I hope there's a place, way up in the sky,
Where pilots can go, when they have to die-
A place where a guy can go and buy a cold beer
For a friend and comrade, whose memory is dear;
A place where no doctor or lawyer can tread,
Nor management type would ere be caught dead;
Just a quaint little place, kinda dark and full of smoke,
Where they like to sing loud, and love a good joke;
The kind of place where a lady could go
And feel safe and protected, by the men she would know.

There must be a place where old pilots go,
When their paining is finished, and their airspeed gets low,
Where the whiskey is old, and the women are young,
And the songs about flying and dying are sung,
Where you'd see all the fellows who'd flown west before.
And they'd call out your name, as you came through the door;
Who would buy you a drink if your thirst should be bad,
And relate to the others, "He was quite a good lad!"

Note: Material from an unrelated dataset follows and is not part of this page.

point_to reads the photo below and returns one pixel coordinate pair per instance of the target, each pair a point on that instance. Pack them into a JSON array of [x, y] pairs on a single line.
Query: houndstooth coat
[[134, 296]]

And then through the mist, you'd spot an old guy
You had not seen for years, though he taught you how to fly.
He'd nod his old head, and grin ear to ear,
And say, "Welcome, my son, I'm pleased that you're here.
"For this is the place where true flyers come,
"When the journey is over, and the war has been won
"They've come here to at last to be safe and alone
From the government clerk and the management clone,
"Politicians and lawyers, the Feds and the noise
Where the hours are happy, and these good ol'boys
"Can relax with a cool one, and a well-deserved rest;
"This is Heaven, my son -- you've passed your last test!"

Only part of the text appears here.